17Nous ignorons si Meyer a lu Dubos, le guide de Cassini semble n’avoir pas été très répandu, mais de telles idées sont désormais diffusées dans un large public. Comment d’ailleurs un jeune Allemand n’accorderait-il pas un rôle privilégié au sentiment et même à l’enthousiasme dans la critique, alors que l’influence de Winckelmann reste si forte sur ses compatriotes ? L’expérience de notre voyageur semble apporter une confirmation à ses idées. Dès son arrivée à Vérone, Vicence et Venise, il peut vérifier l’importance du sentiment qui vient enfin, grâce au contact avec les chefs-d’œuvre, prendre la primauté sur les notions livresques acquises à l’université, qui lui permet de s’élever jusqu’aux notions de beau et de sublime, restées jusque-là lettre morte. Telle est donc la révélation apportée par l’Italie. Et puis, neuf ans plus tard, reprenant ses notes pour composer la relation de son voyage, il comprend qu’elles ne sont pas utilisables ; il reconnaît, comme l’affirmaient les théoriciens, qu’il existe deux démarches distinctes : sentir le mérite d’une œuvre et bien juger ses diverses beautés. Dans le second cas, il attribue un rôle principal à ces connaissances qui lui manquaient lorsqu’il visitait l’Italie, connaissances que Cassini voulait inculquer à ses lecteurs.
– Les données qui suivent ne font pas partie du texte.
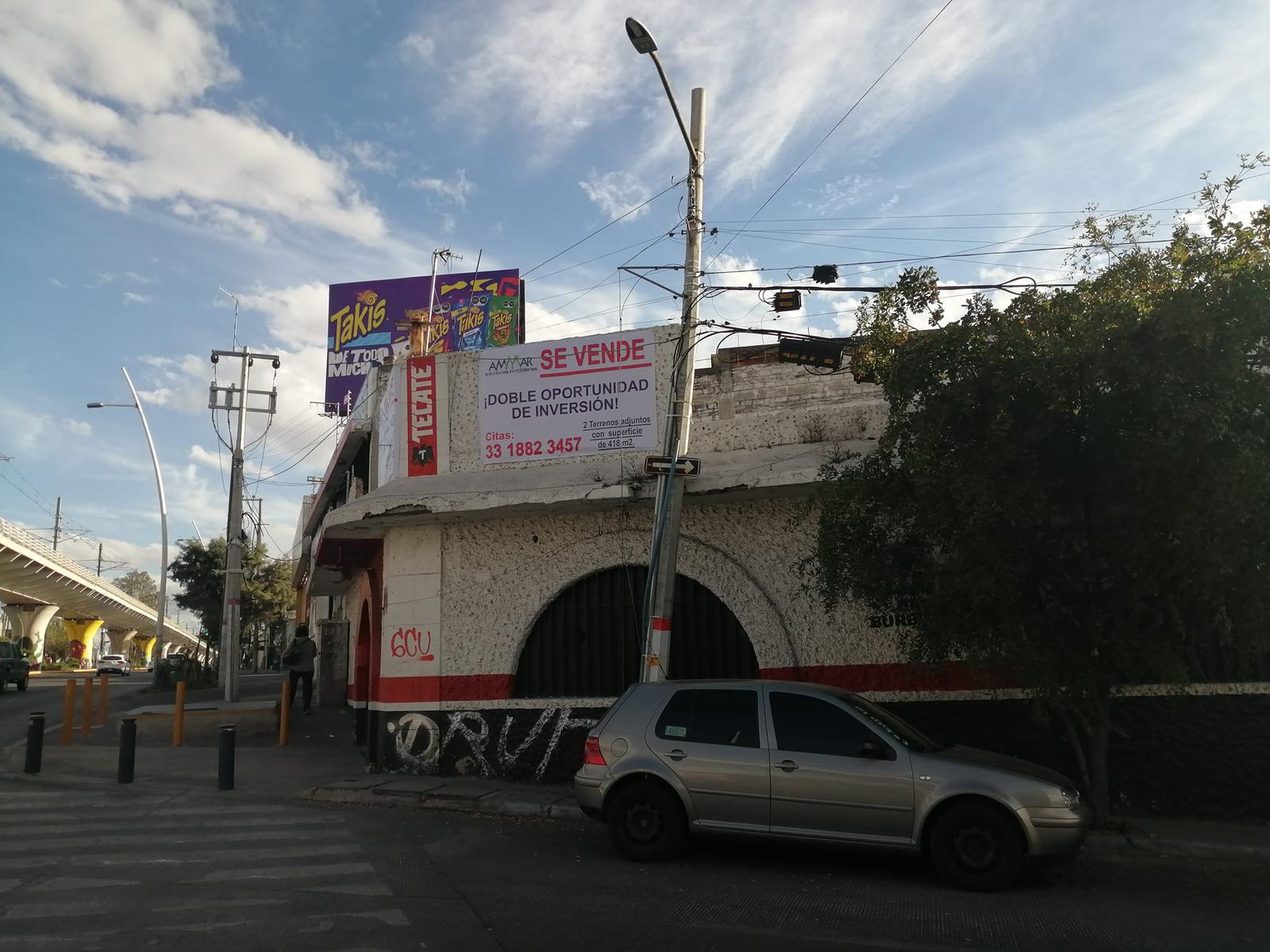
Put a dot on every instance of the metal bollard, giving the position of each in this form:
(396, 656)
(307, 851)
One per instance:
(127, 749)
(69, 712)
(225, 768)
(285, 716)
(105, 704)
(178, 716)
(35, 742)
(88, 706)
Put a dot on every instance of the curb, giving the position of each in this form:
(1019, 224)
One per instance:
(499, 803)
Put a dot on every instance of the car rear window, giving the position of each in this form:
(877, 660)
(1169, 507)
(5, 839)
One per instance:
(711, 716)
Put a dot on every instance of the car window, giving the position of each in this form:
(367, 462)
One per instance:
(814, 727)
(710, 716)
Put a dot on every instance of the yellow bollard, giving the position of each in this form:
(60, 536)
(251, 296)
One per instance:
(285, 716)
(69, 712)
(103, 706)
(88, 706)
(178, 716)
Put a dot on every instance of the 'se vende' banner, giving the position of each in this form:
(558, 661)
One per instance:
(421, 418)
(568, 397)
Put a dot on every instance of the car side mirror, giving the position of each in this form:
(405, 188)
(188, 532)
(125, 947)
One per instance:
(876, 752)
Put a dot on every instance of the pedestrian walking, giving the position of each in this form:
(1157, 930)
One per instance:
(298, 659)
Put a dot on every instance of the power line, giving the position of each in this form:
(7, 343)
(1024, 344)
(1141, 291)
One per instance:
(624, 215)
(826, 137)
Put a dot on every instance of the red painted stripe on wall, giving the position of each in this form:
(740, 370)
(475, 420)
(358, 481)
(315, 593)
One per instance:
(450, 687)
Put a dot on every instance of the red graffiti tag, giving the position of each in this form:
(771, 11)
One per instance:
(413, 644)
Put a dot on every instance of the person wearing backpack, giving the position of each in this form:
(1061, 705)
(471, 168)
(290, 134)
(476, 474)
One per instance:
(298, 659)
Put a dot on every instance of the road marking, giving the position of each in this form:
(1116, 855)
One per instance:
(289, 873)
(356, 889)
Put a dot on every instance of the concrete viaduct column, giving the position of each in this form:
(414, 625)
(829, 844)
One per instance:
(83, 635)
(29, 624)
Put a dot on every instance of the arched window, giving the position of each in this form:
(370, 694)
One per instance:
(590, 639)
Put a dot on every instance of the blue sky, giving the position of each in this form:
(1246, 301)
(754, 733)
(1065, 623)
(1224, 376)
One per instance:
(152, 152)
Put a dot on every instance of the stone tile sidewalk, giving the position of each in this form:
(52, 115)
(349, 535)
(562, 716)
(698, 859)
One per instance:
(467, 795)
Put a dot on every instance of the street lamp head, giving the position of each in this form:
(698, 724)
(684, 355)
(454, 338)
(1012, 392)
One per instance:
(641, 38)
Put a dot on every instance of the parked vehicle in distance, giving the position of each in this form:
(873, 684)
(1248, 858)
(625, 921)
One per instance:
(114, 664)
(14, 666)
(806, 762)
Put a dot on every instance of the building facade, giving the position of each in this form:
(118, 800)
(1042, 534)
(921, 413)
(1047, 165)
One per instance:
(486, 613)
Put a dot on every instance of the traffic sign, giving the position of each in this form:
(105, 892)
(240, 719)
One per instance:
(658, 465)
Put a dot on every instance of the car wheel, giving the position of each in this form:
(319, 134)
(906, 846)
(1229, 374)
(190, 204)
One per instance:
(977, 847)
(647, 823)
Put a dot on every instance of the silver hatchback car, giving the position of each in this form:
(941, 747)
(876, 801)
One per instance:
(812, 762)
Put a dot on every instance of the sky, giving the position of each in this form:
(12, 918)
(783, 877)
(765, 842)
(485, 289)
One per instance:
(156, 155)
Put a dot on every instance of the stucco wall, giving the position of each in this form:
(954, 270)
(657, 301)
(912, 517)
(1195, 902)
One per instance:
(498, 575)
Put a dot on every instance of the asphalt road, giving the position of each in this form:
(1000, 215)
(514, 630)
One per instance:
(46, 693)
(110, 871)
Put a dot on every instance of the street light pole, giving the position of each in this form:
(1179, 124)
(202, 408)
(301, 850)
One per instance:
(664, 558)
(156, 649)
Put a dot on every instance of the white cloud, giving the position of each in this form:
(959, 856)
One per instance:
(616, 194)
(372, 156)
(456, 190)
(80, 428)
(108, 94)
(417, 46)
(768, 103)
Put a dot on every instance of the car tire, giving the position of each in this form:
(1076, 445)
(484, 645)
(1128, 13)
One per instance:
(647, 823)
(977, 847)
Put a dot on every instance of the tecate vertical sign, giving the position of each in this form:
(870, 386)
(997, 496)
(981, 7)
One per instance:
(368, 321)
(421, 419)
(569, 397)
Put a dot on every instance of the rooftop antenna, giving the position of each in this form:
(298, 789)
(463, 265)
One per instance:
(234, 298)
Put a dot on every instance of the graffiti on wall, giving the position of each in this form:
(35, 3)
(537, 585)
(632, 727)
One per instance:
(527, 744)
18Le voyage d’Italie a été pour Meyer une période capitale dans sa vie, et c’est lui-même que son livre doit faire revivre, mais pour ses amis plutôt que pour le public. L’auteur reste très discret quand il s’agit de sa vie personnelle : sa relation fait de rares allusions au compagnon de voyage dont le nom n’est donné que dans une note de la préface. Le temps n’est pas encore venu des effusions auxquelles se complairont par la suite tant de voyageurs, cependant, à la description sèche et aux nomenclatures qui firent longtemps l’essentiel de nombreuses relations, l’auteur substitue souvent ses impressions, et il fournit ainsi à ses lecteurs une double image : celle d’un pays, vu de façon subjective, et celle d’un homme que ses amis, espère-t-il, pourront reconnaître.
19La relation de voyage, genre aux limites mal définies, tend à cette époque à se rapprocher de l’autobiographie ; l’œuvre de Meyer constitue un exemple de cette tendance. Répond-elle ainsi aux vœux du public ? Il semble bien que, pour celui-ci, l’intérêt documentaire garde la primauté, à en juger par l'Avertissement que l’éditeur Heinrichs place en tête de la traduction française : Meyer, écrit ce dernier, ayant voyagé en Italie avant la Révolution, a su montrer « la physionomie particulière qu’avait alors ce beau pays » ; plusieurs critiques, tant en France qu’en Allemagne, reprocheront à l’auteur de faire, dans ses descriptions, trop de place à l’enthousiasme et au sentiment.